Question: Is applying electronically safe. How can I be sure the application reaches its destination? Do teacher recommendations get sent separately?
Electronic applications are generally as "safe" as the paper versions, when you're talking about the likelihood that they reach their destinations. However, whether you are applying online or on paper, it is your responsibility to follow up and make sure that all your materials (including teacher recommendations, transcripts, and other components that don't come directly from you) have arrived.
Some college routinely notify candidates if their applications are--or are not--complete. Some have Web sites and student passwords that enable you to check the status of your application. But some offer none of these options, so it is up to you to be certain that nothing has gone astray. Allow several days after electronic applications have been sent or a week after items are put in the mail before you call admission offices to check on their whereabouts. It can take admission staff a few days to process materials, even those that are zapped to them through Cyberspace in seconds.
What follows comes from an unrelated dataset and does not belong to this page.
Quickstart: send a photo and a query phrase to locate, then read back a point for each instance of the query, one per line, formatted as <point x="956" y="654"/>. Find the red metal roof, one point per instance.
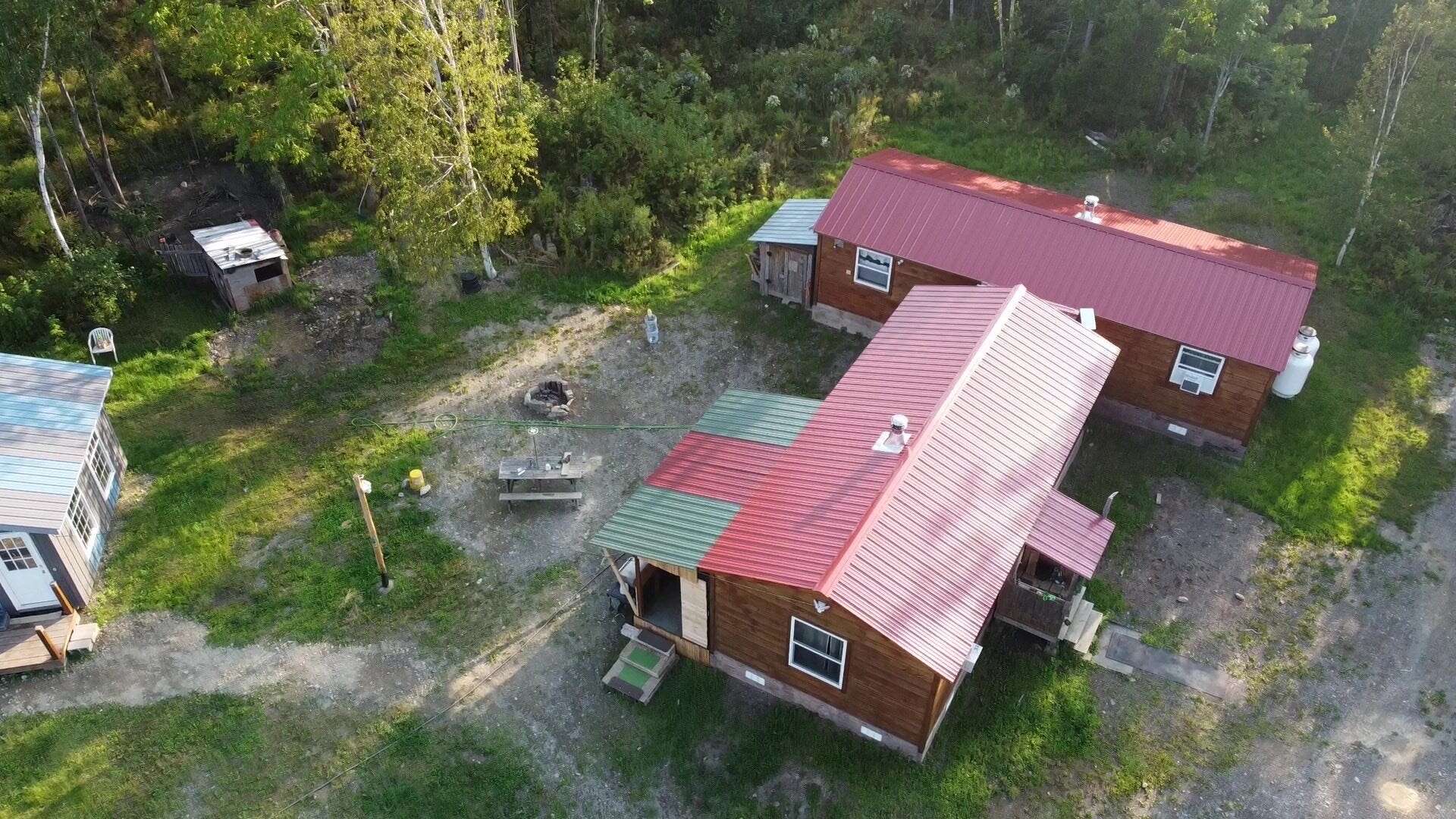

Typically, when a student applies electronically, some parts of the application still go to admission offices via "snail mail." These include teacher recommendations, high school transcripts, unsolicited extras such as newspaper clippings, art slides, etc. Admission officers are used to this "mix and match" approach and don't expect all materials to show up on their computer screens.
Just make sure you clearly label each page of each submission with your name, school name, and, if available, a social security number. If your name is a common one, take extra care to be certain that admission folks don't get you confused with another (perhaps less qualified!) candidate.